Terminado o conturbado processo da eleição da mesa diretora da Câmara Municipal do Recife, a bancada de oposição está dividida com relação ao futuro do relacionamento com os vereadores governistas e o Executivo. A inquietude dos oposicionistas, gerada pelo veto a dois integrantes da bancada na chapa encabeçada por Fred Oliveira (PMDB) para disputar a mesa, se refletiu de maneiras diferentes. Uns oposicionistas assumem uma postura mais light e defendem a continuação de uma atuação concentrada em apresentar propostas e fiscalizar a Prefeitura, sem revanchismo. Outros querem mudar a forma de negociar com o Executivo, partindo para uma oposição mais ferrenha do que a feita nestes primeiros dois anos de gestão.

"A relação de confiança que se estabeleceu entre nós, a bancada governista e o prefeito Roberto Magalhães (PFL) não existe mais. Vamos ser a oposição que eles querem que sejamos", disse Dilson Peixoto (PT), atual líder da oposição e defensor da ala que pretende radicalizar.
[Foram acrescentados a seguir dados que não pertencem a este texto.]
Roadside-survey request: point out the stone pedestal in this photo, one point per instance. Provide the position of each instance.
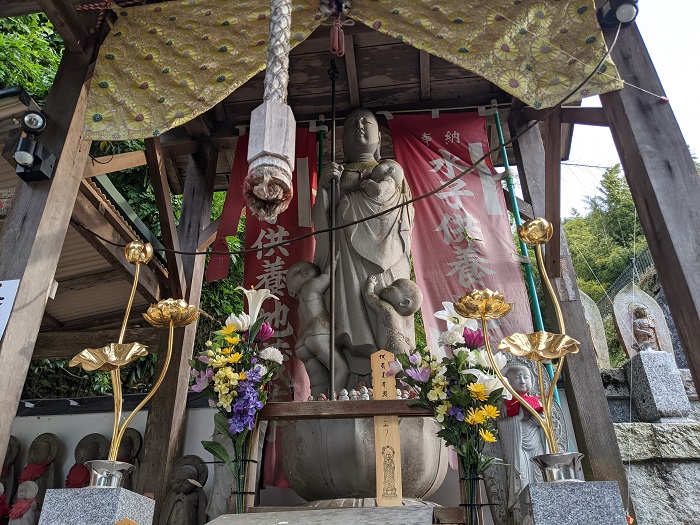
(96, 506)
(656, 387)
(572, 503)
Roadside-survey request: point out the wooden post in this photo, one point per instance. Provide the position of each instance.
(165, 427)
(585, 395)
(31, 241)
(664, 183)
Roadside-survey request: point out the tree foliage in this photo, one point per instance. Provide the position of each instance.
(603, 241)
(30, 51)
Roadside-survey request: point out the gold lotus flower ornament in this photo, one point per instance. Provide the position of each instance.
(175, 311)
(138, 252)
(109, 357)
(535, 231)
(482, 304)
(539, 346)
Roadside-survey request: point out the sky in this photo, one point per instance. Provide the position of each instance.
(670, 32)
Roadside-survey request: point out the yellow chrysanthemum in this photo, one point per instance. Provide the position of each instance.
(487, 436)
(474, 417)
(490, 411)
(478, 391)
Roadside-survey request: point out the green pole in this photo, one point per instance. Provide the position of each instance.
(529, 279)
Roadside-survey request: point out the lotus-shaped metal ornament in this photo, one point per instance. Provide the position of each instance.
(109, 357)
(175, 311)
(138, 252)
(539, 346)
(482, 304)
(535, 231)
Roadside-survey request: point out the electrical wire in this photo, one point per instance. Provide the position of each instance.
(441, 187)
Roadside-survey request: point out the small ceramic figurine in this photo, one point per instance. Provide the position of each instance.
(24, 510)
(186, 503)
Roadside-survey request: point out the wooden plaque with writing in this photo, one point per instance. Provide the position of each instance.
(387, 442)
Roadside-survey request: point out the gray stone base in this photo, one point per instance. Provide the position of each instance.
(95, 506)
(657, 389)
(573, 503)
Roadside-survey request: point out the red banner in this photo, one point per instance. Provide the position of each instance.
(462, 238)
(268, 269)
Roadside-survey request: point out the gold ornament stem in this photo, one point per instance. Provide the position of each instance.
(156, 386)
(545, 278)
(546, 426)
(129, 304)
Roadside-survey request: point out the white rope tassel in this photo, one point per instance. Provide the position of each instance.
(268, 186)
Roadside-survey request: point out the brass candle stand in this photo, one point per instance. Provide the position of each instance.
(168, 313)
(538, 346)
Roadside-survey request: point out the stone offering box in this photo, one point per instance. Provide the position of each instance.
(96, 506)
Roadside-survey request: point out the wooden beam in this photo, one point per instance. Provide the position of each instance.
(595, 435)
(424, 69)
(167, 414)
(168, 228)
(572, 115)
(112, 163)
(85, 213)
(664, 183)
(36, 226)
(351, 72)
(65, 19)
(66, 344)
(552, 186)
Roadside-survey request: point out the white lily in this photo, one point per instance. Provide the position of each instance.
(240, 322)
(255, 299)
(455, 322)
(482, 359)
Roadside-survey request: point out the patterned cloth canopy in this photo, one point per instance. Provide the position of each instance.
(164, 64)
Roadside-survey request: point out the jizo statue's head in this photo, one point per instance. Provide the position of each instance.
(361, 137)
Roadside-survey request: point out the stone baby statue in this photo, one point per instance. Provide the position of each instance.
(394, 307)
(306, 283)
(186, 503)
(521, 436)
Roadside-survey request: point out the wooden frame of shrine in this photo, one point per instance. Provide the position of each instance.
(188, 160)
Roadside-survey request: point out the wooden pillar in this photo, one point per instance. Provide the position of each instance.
(31, 241)
(593, 427)
(165, 427)
(664, 183)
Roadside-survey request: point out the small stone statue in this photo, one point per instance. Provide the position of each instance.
(24, 510)
(40, 465)
(8, 477)
(394, 308)
(306, 283)
(186, 503)
(644, 329)
(91, 447)
(521, 436)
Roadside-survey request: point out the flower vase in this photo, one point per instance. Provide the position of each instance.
(240, 463)
(469, 483)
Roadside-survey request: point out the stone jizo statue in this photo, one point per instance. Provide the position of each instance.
(25, 510)
(644, 329)
(186, 503)
(377, 247)
(521, 436)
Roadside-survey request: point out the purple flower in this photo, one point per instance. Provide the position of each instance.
(422, 374)
(265, 332)
(202, 382)
(473, 339)
(394, 368)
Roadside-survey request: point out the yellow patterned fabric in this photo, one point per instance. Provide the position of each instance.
(536, 50)
(164, 64)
Para o petista, o prefeito teve uma atuação direta no veto a sua participação como 1º secretário na composição formada por Fred Oliveira (PMDB) para a mesa diretora. "O Executivo vetou a mim e a Sileno Guedes (PSB) e influenciou de maneira decisiva nas negociações que estavam sendo tocadas pelos vereadores", afirmou.

Do lado dos oposicionistas que desejam ver esta discussão encerrada e tentam minimizar a repercussão do intrincado episódio, a vereadora Luciana Azevedo (PSDB) revela que a bancada de oposição ainda não discutiu como vai ser a linha das negociações com os governistas nos próximos dois anos. Sem interesse em polemizar, a tucana classifica o veto como "um equívoco de postura dos governistas" e não pretende que a sua bancada faça o mesmo. "Devemos continuar com a mesma postura de discutir as questões do Recife e propor ações ao Executivo, dentro do nosso princípio básico que é o de fiscalizar as iniciativas do prefeito", defendeu, anunciando uma reunião que vai definir as ações nos próximos dois anos.